If it's hard to change things in C, its even harder in C++.
Bjarne Strousoup originally wrote the C++ compiler as a pre-processor. Originally you would compile your C++ program (with the preprocessor CFront) into C, and then compile C into machine code. A two step process. This was necessary in order to piggy-back the immense infrastructure that had already been carved out by the C ecosystem. C++ inherited a grammar that had to work with CFront and C. Combine this with the development of templates, which also exploits another level of preprocessing, and you get an idiosyncratic grammar that makes C++ one of the hardest languages to write compilers for.
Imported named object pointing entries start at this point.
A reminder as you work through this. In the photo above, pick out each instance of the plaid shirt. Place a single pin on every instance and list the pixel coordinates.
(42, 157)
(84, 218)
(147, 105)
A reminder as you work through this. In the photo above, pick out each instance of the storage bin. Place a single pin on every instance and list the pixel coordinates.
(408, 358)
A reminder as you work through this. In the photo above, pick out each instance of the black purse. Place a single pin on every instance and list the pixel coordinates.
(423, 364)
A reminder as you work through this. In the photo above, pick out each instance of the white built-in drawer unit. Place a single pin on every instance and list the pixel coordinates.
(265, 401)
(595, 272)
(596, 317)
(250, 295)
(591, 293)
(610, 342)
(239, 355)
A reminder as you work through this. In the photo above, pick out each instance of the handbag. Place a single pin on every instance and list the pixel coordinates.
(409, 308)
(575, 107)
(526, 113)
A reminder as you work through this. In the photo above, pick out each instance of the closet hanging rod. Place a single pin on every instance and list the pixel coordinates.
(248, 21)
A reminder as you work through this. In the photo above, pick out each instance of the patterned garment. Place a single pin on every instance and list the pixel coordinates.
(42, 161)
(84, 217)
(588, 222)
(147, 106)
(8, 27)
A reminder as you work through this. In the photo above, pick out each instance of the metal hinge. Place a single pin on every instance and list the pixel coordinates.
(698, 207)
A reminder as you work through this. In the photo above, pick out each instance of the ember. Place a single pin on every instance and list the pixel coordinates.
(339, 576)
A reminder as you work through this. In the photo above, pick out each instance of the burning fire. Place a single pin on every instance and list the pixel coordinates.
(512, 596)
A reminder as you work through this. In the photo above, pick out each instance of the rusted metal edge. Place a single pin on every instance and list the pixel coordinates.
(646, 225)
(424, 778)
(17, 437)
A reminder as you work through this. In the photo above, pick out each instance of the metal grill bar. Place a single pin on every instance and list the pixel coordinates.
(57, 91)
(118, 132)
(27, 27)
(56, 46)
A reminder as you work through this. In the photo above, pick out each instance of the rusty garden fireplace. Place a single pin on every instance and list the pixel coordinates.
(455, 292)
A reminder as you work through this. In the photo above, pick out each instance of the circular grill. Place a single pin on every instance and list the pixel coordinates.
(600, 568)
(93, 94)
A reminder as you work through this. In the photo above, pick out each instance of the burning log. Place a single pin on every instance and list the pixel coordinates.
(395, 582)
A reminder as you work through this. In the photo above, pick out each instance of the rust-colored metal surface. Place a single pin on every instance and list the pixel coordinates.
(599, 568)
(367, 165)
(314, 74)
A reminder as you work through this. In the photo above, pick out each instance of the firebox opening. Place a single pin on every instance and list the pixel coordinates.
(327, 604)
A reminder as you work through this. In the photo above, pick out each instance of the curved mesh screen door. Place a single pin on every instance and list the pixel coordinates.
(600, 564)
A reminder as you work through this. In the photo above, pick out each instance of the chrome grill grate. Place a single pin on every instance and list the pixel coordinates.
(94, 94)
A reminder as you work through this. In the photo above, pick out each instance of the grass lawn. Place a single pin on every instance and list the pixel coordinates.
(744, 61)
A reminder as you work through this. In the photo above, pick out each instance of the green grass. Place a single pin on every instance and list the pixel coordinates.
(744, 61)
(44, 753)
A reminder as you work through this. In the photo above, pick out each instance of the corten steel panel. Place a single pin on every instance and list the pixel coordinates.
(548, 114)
One of Walter Bright's goals in designing D is to strip away the convoluted layers that had accreted in the grammar of C++, whilst keeping the features that make C++ powerful (pointers, templates etc). Hopefully this would open the way for better experimentation with compiling D programs. And now, even though D is much younger than C++, with only a handful of D compilers, D compilers already appear to be approaching something reasonably robust. The signs for an optimized future of D looks bright indeed.